The Warriors’ fans were glad to see Thompson. He’ll be out for most of the season because of a knee injury he suffered last year in the Finals, and his absence would be felt all night.
You’d feel it when the Clippers would load up on Stephen Curry and Thompson wouldn’t be there to relieve the pressure with one of the sweetest shooting strokes in league history.
But, that’s not where it mattered most. That was on the other side of the court.
What the Warriors once were are what the Clippers could be — a suffocating defense that could be one of the best in the league
“I think maybe people didn’t talk about our defense as often as they talked about our offense. It was certainly one of the keys to winning championships. We talk about two-way teams being the true contenders year in and year out and that’s the truth,” Warriors coach Steve Kerr said before Thursday’s game.
“The roster that [president of basketball operations] Bob Myers built over the last five years gave us that two-way capability every single night. That’s the challenge now to develop these young guys and try to get to the point where we can play at a high level defensively. We are nowhere close to that now.”
At their best, the Warriors swarmed with speed, length and versatility — Thompson, Draymond Green, Kevin Durant and Andre Iguodala. The first three seasons of the Golden State dynasty, the team finished first, sixth and second in defensive efficiency, respectively and during the run, as a whole, the team never finished lower than 11th. And those numbers would’ve been better had the Warriors not viewed the 82-game regular season as merely a prologue to the playoffs.
“The thing that no one talked about, I think everyone is so fascinated with their scoring, their shooting, and no one locked in on their defense.... I think that’s what made them so tough,” Clippers coach Doc Rivers said. “A team that could shoot the ball the way they shot it and then if you didn’t score you were going to lose. I mean, that pressure was a lot on you.”
Now, it’s the Clippers’ turn to put that pressure on everyone they play.
Through two games, the Clippers have shown people why so many experts have them tabbed as the best team in the Western Conference — a two-way juggernaut that can hurt teams with equal force on both ends of the court.

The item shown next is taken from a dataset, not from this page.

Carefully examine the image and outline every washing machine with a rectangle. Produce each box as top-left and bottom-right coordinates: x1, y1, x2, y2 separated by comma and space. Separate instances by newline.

Against a Warriors defense that was weaker than a complimentary casino cocktail, the Clippers got uncontested layups and dunks with everyone from Kawhi Leonard to Lou Williams to Maurice Harkless able to get into the paint with no obstructions.

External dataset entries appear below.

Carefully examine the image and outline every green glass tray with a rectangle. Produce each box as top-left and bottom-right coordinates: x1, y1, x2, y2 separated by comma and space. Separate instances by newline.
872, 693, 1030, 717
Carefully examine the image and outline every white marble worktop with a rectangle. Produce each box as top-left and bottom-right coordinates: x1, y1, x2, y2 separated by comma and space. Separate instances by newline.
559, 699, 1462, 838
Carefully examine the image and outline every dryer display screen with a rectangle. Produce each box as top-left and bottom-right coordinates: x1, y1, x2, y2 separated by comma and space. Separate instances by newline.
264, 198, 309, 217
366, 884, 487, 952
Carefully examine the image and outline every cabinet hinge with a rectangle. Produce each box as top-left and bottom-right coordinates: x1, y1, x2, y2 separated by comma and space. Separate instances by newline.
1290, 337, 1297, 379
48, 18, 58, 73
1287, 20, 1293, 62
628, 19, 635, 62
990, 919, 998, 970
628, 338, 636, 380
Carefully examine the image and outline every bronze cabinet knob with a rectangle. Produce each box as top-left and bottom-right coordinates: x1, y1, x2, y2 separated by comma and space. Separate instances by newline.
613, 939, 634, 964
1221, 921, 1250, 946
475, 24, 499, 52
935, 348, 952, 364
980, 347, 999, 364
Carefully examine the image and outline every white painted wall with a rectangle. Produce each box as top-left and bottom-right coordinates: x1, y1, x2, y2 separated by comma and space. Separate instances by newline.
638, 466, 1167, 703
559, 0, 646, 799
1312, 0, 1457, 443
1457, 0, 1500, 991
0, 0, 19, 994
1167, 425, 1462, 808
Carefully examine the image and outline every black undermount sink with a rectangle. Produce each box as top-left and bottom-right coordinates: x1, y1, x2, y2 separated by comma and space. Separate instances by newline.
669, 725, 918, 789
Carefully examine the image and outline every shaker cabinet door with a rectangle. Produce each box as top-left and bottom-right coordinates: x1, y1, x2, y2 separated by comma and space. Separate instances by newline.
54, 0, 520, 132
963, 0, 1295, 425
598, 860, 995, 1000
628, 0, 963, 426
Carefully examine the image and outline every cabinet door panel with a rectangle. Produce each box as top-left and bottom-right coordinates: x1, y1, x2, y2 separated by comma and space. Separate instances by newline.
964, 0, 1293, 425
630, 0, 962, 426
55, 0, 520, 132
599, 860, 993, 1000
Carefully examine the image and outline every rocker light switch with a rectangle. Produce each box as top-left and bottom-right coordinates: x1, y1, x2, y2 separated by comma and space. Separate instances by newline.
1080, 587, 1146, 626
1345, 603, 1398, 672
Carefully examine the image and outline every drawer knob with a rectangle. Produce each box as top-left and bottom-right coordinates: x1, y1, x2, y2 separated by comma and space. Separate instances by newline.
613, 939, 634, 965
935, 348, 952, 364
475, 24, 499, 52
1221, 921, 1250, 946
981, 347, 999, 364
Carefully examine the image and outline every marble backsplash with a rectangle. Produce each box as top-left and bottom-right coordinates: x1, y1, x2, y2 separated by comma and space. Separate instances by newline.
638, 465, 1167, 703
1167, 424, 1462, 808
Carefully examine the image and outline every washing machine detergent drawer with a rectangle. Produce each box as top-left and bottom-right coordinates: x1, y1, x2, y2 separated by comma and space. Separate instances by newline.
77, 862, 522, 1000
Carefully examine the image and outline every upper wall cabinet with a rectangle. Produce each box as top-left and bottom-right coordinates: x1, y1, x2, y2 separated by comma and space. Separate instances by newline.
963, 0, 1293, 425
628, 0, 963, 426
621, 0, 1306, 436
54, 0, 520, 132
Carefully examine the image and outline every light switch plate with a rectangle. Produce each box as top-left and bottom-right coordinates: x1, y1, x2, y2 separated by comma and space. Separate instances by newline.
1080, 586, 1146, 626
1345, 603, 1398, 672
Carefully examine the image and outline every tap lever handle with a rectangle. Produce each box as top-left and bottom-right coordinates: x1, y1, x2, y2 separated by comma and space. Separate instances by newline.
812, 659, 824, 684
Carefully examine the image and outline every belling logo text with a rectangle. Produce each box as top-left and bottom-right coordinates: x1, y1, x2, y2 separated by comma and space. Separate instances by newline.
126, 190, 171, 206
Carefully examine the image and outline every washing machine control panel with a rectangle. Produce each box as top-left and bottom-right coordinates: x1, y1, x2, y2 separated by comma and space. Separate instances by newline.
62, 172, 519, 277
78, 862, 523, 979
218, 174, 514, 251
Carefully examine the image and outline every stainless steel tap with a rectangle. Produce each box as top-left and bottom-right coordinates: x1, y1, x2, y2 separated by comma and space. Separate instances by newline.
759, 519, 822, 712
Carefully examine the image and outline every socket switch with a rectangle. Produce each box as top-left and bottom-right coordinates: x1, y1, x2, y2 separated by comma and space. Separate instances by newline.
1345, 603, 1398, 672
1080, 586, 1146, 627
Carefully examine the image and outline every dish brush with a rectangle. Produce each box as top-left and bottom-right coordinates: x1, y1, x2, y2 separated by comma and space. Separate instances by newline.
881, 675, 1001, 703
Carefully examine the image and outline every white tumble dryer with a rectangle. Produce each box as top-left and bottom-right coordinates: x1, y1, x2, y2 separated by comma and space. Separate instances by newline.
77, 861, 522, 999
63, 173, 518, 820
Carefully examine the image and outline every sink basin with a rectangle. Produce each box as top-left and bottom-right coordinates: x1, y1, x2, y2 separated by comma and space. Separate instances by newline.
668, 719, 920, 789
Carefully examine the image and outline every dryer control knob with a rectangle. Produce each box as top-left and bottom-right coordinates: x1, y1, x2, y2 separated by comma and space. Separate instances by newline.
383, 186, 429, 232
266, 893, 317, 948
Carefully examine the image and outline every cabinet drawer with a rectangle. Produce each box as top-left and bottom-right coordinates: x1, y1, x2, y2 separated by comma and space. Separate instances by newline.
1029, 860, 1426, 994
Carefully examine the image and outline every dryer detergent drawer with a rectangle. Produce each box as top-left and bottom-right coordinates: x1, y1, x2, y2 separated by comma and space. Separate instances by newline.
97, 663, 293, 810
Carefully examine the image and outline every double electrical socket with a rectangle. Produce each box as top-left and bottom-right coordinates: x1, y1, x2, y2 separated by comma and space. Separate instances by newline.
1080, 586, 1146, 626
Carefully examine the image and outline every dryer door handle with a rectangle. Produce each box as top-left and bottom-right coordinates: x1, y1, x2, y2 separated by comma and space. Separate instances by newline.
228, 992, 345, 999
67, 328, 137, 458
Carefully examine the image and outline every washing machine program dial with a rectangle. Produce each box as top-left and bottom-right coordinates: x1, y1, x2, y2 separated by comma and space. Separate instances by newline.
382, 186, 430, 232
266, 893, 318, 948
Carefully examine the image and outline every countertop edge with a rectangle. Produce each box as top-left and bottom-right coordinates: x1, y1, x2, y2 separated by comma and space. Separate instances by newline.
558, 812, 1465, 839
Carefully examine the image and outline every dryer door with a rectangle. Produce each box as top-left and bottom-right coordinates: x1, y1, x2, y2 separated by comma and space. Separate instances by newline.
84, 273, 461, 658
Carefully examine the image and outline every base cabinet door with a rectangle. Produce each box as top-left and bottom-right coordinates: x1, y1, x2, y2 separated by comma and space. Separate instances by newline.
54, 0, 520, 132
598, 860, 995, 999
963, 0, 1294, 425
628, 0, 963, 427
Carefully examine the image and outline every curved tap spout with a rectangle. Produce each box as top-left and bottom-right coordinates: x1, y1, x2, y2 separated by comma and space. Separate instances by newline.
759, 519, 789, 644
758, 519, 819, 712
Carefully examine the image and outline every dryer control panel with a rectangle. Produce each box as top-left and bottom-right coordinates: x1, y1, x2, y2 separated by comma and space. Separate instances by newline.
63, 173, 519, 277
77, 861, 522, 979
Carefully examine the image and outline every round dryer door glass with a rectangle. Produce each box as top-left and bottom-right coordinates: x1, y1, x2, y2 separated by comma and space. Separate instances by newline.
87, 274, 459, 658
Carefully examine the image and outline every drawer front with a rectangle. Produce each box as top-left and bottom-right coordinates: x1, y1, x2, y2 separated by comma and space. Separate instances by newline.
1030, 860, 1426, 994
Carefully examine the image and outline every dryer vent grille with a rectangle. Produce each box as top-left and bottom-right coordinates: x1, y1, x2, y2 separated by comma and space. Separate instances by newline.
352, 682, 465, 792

And on the other end, thanks to Patrick Beverley, the Clippers pestered the only offensive threat left from the Warriors’ good ol’ days, Curry, into eight turnovers — the most he’s had in game since Jan. 12, 2017.
With Paul George, a four-time all-defensive team player still not even on the court, the Clippers’ defensive highs haven’t been unearthed.
“The Clippers have built something. What I admire about them is that it’s not just that they had a good summer; it’s what they did before that. Last year, they really built a foundation where they defended with energy, they had some grit to them and they fought for everything,” Kerr said before his team got blown off the court.
“They’ve already put in the foundation and now they have added Kawhi and Paul, two of the best players in the league, so they have put together a formidable team that’s for sure.”
Can they be as good as the Warriors once were? Rivers doesn’t want to compare.
But two games in, the Clippers have shown they can dominate on offense. They’ve shown they can dominate on defense.
And doing that on both ends? Nothing is more Warriors than that.